Program Entrepreneur Hub Jadi Solusi Atasi Masifnya Deindustrialisasi

Menteri Teten juga mengapresiasi Universitas Warmadewa yang telah mengembangkan program entrepreneur dan inkubator bisnis menjadi salah satu mata kuliah wajib. Terobosan ini dinilai relevan dengan program pemerintah untuk meningkatkan rasio kewirausahaan nasional ke level 4 persen di tahun ini.

“Saya mengapresiasi Universitas Warmadewa yang sudah mengembangkan program ini. Mulai dari kampus ayo kita lakukan perubahan besar untuk menciptakan entrepenerur baru, sumber ekonomi baru di tengah ketatnya persaingan usaha,” kata Menteri Teten.

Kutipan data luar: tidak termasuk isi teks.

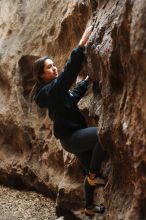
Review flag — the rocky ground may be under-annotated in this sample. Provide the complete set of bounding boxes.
[0,186,56,220]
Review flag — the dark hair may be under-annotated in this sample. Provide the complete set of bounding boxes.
[29,56,49,102]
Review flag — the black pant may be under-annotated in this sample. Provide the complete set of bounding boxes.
[60,127,105,206]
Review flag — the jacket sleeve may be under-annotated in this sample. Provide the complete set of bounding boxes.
[71,80,88,103]
[43,46,85,96]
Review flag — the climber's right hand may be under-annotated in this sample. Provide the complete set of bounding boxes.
[79,26,93,47]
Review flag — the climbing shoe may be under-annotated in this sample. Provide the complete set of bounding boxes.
[84,204,105,217]
[87,176,107,186]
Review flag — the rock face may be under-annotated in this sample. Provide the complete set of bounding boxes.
[0,0,146,220]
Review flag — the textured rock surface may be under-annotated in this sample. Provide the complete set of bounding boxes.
[0,186,56,220]
[0,0,146,220]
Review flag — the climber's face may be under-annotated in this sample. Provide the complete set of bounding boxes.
[43,59,58,82]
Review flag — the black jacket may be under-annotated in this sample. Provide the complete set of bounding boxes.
[33,46,87,138]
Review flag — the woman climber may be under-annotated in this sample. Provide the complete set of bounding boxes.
[31,26,106,216]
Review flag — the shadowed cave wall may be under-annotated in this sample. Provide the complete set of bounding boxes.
[0,0,146,220]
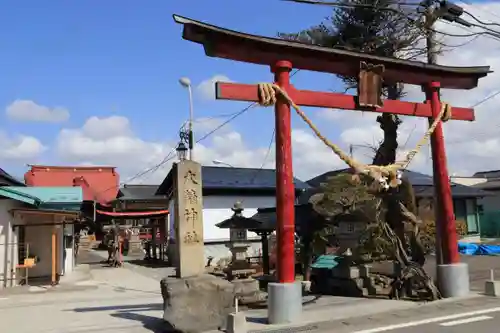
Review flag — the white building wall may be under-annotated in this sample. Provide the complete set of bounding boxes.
[451,177,500,212]
[451,177,488,186]
[0,199,20,289]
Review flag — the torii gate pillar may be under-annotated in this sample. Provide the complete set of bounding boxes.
[267,60,302,323]
[425,82,470,297]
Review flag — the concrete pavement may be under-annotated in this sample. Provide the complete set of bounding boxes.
[315,295,500,333]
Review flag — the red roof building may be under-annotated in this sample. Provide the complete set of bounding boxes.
[24,165,120,204]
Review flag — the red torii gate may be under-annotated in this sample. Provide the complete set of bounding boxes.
[174,15,490,316]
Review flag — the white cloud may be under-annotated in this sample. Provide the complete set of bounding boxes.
[7,3,500,183]
[0,131,47,162]
[196,74,232,100]
[5,99,69,123]
[50,116,342,183]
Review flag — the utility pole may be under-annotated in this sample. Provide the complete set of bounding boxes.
[424,0,443,267]
[425,0,438,64]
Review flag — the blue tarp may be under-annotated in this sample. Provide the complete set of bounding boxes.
[458,243,500,256]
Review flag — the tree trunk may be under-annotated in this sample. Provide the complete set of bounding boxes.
[373,85,425,265]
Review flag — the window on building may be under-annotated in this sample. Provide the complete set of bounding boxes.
[465,199,479,234]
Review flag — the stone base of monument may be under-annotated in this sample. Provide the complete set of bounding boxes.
[160,274,235,333]
[311,265,382,297]
[437,263,470,298]
[231,278,267,305]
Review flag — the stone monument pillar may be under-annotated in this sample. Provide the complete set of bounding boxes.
[174,160,205,278]
[160,161,235,333]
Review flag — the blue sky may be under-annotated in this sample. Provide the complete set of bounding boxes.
[0,0,494,179]
[0,0,332,161]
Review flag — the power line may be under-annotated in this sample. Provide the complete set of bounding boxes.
[250,127,276,184]
[471,90,500,108]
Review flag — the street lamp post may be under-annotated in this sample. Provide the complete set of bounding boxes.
[179,77,194,160]
[175,140,188,161]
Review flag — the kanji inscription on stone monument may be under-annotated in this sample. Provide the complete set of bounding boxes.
[174,160,205,277]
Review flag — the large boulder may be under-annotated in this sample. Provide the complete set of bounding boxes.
[160,274,235,333]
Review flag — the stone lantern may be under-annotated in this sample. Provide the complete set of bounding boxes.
[217,201,260,279]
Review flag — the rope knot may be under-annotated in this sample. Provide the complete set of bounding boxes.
[441,103,452,123]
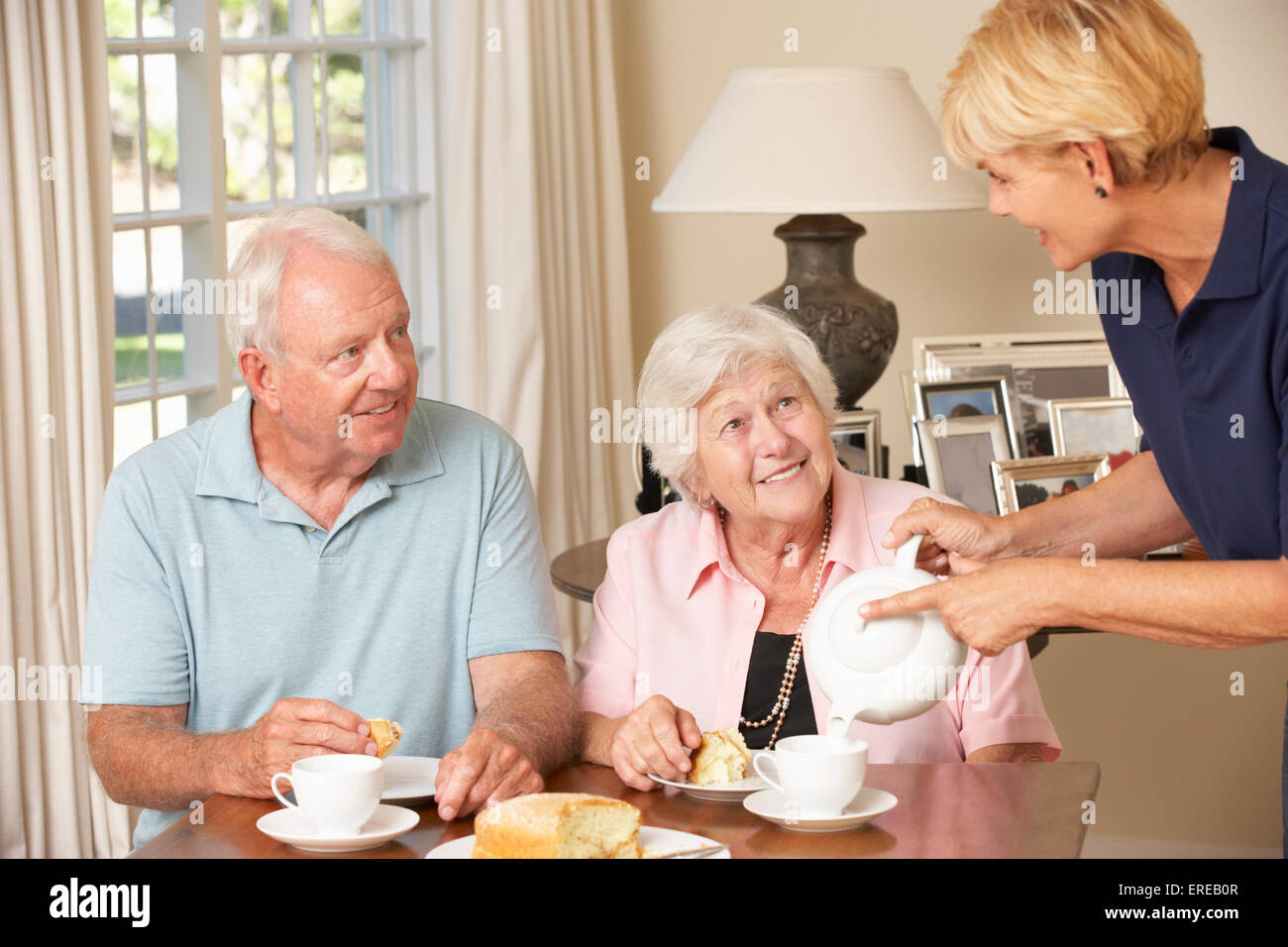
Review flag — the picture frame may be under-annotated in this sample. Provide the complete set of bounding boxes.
[992,454,1109,517]
[829,411,886,476]
[1047,398,1142,471]
[913,376,1020,459]
[917,415,1014,514]
[912,333,1127,456]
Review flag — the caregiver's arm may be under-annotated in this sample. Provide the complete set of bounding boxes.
[1035,556,1288,648]
[859,556,1288,655]
[966,743,1042,763]
[1004,451,1194,559]
[883,451,1194,574]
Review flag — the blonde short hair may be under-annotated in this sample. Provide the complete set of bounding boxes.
[635,304,837,502]
[940,0,1210,187]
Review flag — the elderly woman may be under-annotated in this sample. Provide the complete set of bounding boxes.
[577,305,1060,789]
[864,0,1288,856]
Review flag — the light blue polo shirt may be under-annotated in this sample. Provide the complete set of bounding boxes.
[81,393,561,845]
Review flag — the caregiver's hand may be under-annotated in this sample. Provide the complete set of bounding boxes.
[859,558,1056,657]
[881,496,1012,576]
[608,694,702,792]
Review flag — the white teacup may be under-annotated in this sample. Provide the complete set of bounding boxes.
[271,754,385,835]
[751,734,868,818]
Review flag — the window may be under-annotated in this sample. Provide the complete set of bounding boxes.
[104,0,442,464]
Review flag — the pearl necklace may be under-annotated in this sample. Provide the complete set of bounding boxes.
[717,488,832,750]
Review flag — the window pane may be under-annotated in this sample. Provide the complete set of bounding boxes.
[107,55,143,214]
[220,54,268,202]
[112,231,151,388]
[103,0,134,40]
[142,0,174,36]
[152,227,187,381]
[143,55,179,210]
[112,401,152,467]
[158,394,188,437]
[219,0,265,40]
[323,0,362,36]
[268,0,299,35]
[273,53,295,200]
[326,51,368,194]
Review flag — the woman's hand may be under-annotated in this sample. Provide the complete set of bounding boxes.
[881,496,1012,576]
[608,694,702,792]
[859,558,1056,657]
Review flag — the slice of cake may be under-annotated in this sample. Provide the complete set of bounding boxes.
[368,720,402,759]
[474,792,640,858]
[690,727,751,786]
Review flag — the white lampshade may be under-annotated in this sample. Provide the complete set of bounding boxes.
[653,68,988,214]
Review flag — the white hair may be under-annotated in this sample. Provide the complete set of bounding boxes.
[635,303,837,502]
[224,206,398,362]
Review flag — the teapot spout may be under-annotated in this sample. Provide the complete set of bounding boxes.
[827,697,863,740]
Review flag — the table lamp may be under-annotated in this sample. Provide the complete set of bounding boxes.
[653,68,987,408]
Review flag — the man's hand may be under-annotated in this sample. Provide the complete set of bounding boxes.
[859,558,1056,657]
[608,694,702,792]
[211,697,376,798]
[434,727,546,821]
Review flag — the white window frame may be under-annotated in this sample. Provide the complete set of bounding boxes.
[106,0,443,451]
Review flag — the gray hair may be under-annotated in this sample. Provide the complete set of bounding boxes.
[635,303,837,502]
[224,206,398,362]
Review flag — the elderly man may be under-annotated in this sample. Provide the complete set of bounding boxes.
[85,209,576,845]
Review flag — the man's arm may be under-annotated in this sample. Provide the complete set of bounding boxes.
[85,697,376,811]
[434,651,579,819]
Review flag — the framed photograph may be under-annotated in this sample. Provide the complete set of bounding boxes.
[832,411,886,476]
[917,414,1014,513]
[914,377,1019,458]
[993,454,1109,515]
[1047,398,1141,471]
[912,333,1127,458]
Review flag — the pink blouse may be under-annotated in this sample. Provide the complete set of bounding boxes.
[576,464,1060,763]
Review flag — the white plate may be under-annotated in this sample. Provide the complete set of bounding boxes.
[255,805,420,852]
[742,786,899,832]
[425,826,731,858]
[380,756,439,802]
[648,750,773,802]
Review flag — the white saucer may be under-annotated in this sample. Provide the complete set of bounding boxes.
[742,786,899,832]
[255,805,420,852]
[648,766,769,802]
[425,826,731,861]
[380,756,439,802]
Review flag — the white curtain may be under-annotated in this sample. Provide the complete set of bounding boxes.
[439,0,636,653]
[0,0,129,858]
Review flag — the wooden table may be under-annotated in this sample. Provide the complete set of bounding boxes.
[130,763,1100,858]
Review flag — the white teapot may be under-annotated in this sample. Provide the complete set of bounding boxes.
[805,536,967,736]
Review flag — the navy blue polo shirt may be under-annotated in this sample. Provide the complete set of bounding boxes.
[1091,128,1288,559]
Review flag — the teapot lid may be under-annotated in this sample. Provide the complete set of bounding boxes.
[805,536,967,732]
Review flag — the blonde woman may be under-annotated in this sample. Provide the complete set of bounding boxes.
[864,0,1288,854]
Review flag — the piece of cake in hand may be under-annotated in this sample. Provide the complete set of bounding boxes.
[368,720,402,759]
[690,727,751,786]
[473,792,640,858]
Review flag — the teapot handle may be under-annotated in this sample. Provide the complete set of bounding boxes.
[894,535,922,573]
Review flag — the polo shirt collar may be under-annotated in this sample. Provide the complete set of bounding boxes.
[196,391,445,502]
[1194,126,1272,299]
[686,460,879,598]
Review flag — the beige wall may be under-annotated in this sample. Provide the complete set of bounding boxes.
[615,0,1288,853]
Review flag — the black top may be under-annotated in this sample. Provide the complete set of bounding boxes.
[738,631,818,750]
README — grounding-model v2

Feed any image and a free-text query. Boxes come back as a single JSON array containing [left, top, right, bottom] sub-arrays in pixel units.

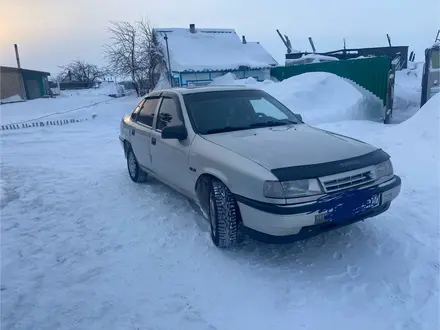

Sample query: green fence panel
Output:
[[271, 56, 391, 105]]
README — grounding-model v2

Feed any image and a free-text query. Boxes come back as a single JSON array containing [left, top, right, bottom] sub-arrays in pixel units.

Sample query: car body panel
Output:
[[204, 124, 377, 169]]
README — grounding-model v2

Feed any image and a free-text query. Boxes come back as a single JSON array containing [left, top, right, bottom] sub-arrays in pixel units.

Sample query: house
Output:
[[0, 66, 50, 100], [155, 24, 278, 87]]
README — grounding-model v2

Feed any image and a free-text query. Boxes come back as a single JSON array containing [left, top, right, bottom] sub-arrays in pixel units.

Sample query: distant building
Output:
[[155, 24, 278, 86], [0, 66, 50, 100]]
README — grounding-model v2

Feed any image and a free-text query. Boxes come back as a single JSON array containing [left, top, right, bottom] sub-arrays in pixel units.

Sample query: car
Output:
[[119, 86, 401, 248]]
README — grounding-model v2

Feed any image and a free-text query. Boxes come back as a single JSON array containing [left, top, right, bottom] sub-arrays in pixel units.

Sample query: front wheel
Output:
[[209, 180, 240, 248], [127, 148, 147, 183]]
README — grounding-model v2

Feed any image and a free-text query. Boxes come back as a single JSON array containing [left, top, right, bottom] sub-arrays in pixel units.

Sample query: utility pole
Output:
[[14, 44, 21, 69], [163, 33, 173, 87]]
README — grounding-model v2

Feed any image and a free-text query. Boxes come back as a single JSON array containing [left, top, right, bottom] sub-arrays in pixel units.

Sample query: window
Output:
[[431, 49, 440, 69], [131, 99, 145, 121], [138, 98, 159, 126], [156, 98, 183, 131], [184, 90, 301, 134]]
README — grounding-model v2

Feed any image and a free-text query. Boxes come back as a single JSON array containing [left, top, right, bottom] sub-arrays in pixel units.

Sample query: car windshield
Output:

Di tempat yang sama Rektor Universitas Warmadewa I Gde Suranaya Pandit membenarkan bahwa di kampusnya terdapat mata kuliah tentang kewirausahaan dengan bobot dua SKS. Dengan mata kuliah ini diharapkan mahasiswa dapat terbuka untuk menjadi wirausaha muda.

“Enterpreneur Hub Goes To Campus mendorong pembentukan ekosistem wirausaha dengan lebih mudah. Melalui platform ini kita bisa memberikan informasi atau ide usaha yang berkolaborasi dengan berbagai pihak,” kata Suranaya.

Suranaya menyatakan potensi pengembangan wirausaha di kalangan anak muda terutama mahasiswa lebih mudah karena mayoritas sudah familiar dengan pemanfaatan teknologi terutama media sosial. Hal ini menjadi salah satu kekuatan penting untuk membangun branding dari produk -produk yang dihasilkan dari wirausahawan muda berbasis kampus.

“Dengan strategi marketing digital yang efektif dan semangat pengembangan usaha di tengah disrupsi akan menjadi kunci sukses bagi mahasiswa atau wirausaha untuk terus berinovasi,” katanya.